Никита ещё в городе, как самая умная нянька, сейчас же вошёл в свою роль. Потребовал у меня денег, накупил всяких запасов, отдал грязное бельё стирать, купил ниток и иголок для того, чтобы починять то, что требовало починки, — одним словом, я сразу почувствовал себя в надёжных руках и был рад, что совершенно не придётся вникать во все эти мелкие хозяйственные дрязги.

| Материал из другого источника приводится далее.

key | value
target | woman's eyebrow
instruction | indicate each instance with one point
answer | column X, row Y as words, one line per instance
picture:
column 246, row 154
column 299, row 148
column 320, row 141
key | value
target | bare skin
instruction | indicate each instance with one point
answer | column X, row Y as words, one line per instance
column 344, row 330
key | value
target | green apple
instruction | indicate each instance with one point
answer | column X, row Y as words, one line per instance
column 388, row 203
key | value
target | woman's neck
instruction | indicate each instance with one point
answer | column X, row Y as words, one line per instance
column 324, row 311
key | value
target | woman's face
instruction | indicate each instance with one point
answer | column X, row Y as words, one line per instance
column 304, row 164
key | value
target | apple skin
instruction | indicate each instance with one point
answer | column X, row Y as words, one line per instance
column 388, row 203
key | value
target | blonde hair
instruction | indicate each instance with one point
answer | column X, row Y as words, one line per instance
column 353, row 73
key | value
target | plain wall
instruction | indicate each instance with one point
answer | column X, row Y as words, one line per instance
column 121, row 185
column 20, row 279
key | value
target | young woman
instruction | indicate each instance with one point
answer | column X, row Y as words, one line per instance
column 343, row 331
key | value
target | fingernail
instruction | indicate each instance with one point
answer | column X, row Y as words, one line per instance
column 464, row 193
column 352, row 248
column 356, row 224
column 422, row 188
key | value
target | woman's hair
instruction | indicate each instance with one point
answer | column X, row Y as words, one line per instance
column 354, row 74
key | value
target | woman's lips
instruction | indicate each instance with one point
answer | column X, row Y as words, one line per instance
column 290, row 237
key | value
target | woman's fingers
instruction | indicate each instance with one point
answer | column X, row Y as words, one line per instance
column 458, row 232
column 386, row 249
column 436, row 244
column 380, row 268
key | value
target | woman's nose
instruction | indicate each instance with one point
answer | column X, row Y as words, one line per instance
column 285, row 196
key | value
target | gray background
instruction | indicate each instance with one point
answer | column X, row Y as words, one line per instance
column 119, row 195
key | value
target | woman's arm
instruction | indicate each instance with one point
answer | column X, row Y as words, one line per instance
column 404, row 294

В то время, как я собирал в городе нужные инструменты, получал кассу, Никита то и дело появлялся и добродушно, ласково говорил:
— Ваше благородие, а масла тоже купить? А кострульку, так щоб когда супцу, а то коклетки сжарить? Три галагана тут просят.
— Хорошо, хорошо…
Сегодня же я купил и лошадь, и седло, и всю сбрую. Лошадь маленькая, румынская, очень хорошенькая и только с одним недостатком: не всегда идёт туда, куда всадник желает. Впоследствии, впрочем, я справился с этим недостатком, накидывая в такие моменты на голову ей свой башлык: потёмки ошеломляли её и тогда она беспрекословно повиновалась. Никита пошёл и дальше, сшив моей румынке специальный чепчик из чёрного коленкора, с очень сложным механизмом, движением которого чепчик или опускался на глаза или кокетливо возвышался над холкой румынки.
Мне так по душе пришлась моя румынка, что я хотел было прямо верхом и ехать к месту своего назначения, но Никита энергично восстал да и я сам, впрочем, раздумал, за поздним вечером, ехать по неизвестной совершенно дороге — и поехали вместе с Никитой на катере.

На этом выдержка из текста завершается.